Learning while you sleep – How the brain stores important information
A new study shows how people learn in their sleep and how sleep phases promote this. Two different sleep phases during deep sleep seem to play an important, complementary role in learning. One improves overall performance, while the other stabilizes what the sleeping person learned the day before.
How can people learn in their sleep?
Scientists have long known that good sleep works wonders for the ability to learn new things. What was less clear, however, is the role of different stages of sleep. In particular, there has been controversy over the relative contributions of rapid eye movement (REM) sleep, when most dreams occur, and non-REM sleep, which is largely dreamless. A study by psychologists from the Institute of Cognitive, Linguistic and Psychological Sciences at Brown University provides important clues that could help resolve the debate. Most of her experiment focuses on visual learning. It suggests that it is not one level that is important than the other in learning new skills, but that neurochemical processing plays both an essential and complementary role.
The team found that while the non-REM phase improves the performance of newly acquired skills by restoring flexibility, REM sleep stabilizes those improvements. In addition, this sleep phase prevents the new information from being overwritten by subsequent learning. Most REM sleep occurs in the last hours of sleep in such a way that the finding reinforces the importance of not shortening these later stages. When people sleep at night, there are many sleep cycles. REM sleep occurs at least three, four, five times, especially in the later part of the night. In addition, people need a lot of REM sleep so that they can better remember what they have learned. Therefore this sleep should take place continuously.
Benefits of sleep for learning
Psychologists previously identified two distinct benefits of sleep for learning. They often refer to the first benefit as “offline performance enhancement”. This is that the pre-bedtime learning improves after sleep without additional training. The second benefit, considered resilience to disturbance, protects skills learned before bed from being disturbed or overridden by subsequent learning after waking up. To take advantage of both, there is a trade-off between flexibility and stability. Learning during the day involves the formation of new synapses, which are the electrical connections between nerve cells. Accordingly, strengthening existing synapses depends on repeated use. As people learn while they sleep, the brain seems to streamline its operations in order to work more efficiently.

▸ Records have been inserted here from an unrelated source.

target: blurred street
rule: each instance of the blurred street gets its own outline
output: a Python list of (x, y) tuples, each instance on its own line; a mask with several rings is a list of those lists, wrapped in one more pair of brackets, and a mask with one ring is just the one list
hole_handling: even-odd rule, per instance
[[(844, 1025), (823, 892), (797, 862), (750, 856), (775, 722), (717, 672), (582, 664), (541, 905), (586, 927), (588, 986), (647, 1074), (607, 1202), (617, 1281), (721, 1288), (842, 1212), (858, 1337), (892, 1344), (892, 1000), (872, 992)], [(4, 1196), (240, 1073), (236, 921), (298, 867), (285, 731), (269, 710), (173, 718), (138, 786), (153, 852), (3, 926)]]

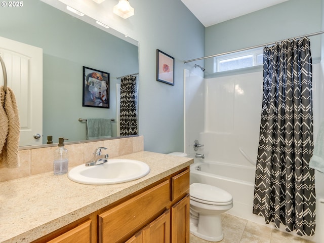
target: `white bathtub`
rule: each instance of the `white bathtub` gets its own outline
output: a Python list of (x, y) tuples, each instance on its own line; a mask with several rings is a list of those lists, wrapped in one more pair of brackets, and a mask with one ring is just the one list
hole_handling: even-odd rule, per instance
[(190, 183), (198, 182), (217, 186), (233, 196), (233, 207), (227, 213), (255, 222), (262, 217), (252, 213), (255, 169), (204, 161), (190, 166)]

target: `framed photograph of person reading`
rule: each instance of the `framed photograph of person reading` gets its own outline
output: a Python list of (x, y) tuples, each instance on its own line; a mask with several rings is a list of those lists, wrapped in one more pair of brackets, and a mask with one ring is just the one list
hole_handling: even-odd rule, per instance
[(109, 108), (109, 73), (83, 67), (83, 106)]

One leading hypothesis suggests that the brain reactivates synapses that become stronger as the day progresses or all of them indiscriminately weaker. This restores the flexibility or plasticity of the brain’s local connections and wider networks to improve overall performance. At the same time, the brain has to stabilize important synapses during sleep in order to prevent what was learned the previous day from being erased by new learning experiences.
The researchers used electrodes that were taped to the subjects’ eyelids and scalp. This enabled them to determine when the test subjects entered different stages of sleep. They also used a technique called magnetic resonance spectroscopy. This allows the relative concentrations of two neurotransmitters (glutamate and gamma-aminobutyric acid (GABA)) that process visual information to be measured in parts of the brain. All in all the results suggest, that both phases of sleep are essential to learning new things. While the brain is “offline”, non-REM sleep improves performance on newly learned tasks. However, without REM sleep to stabilize memories, those gains are lost.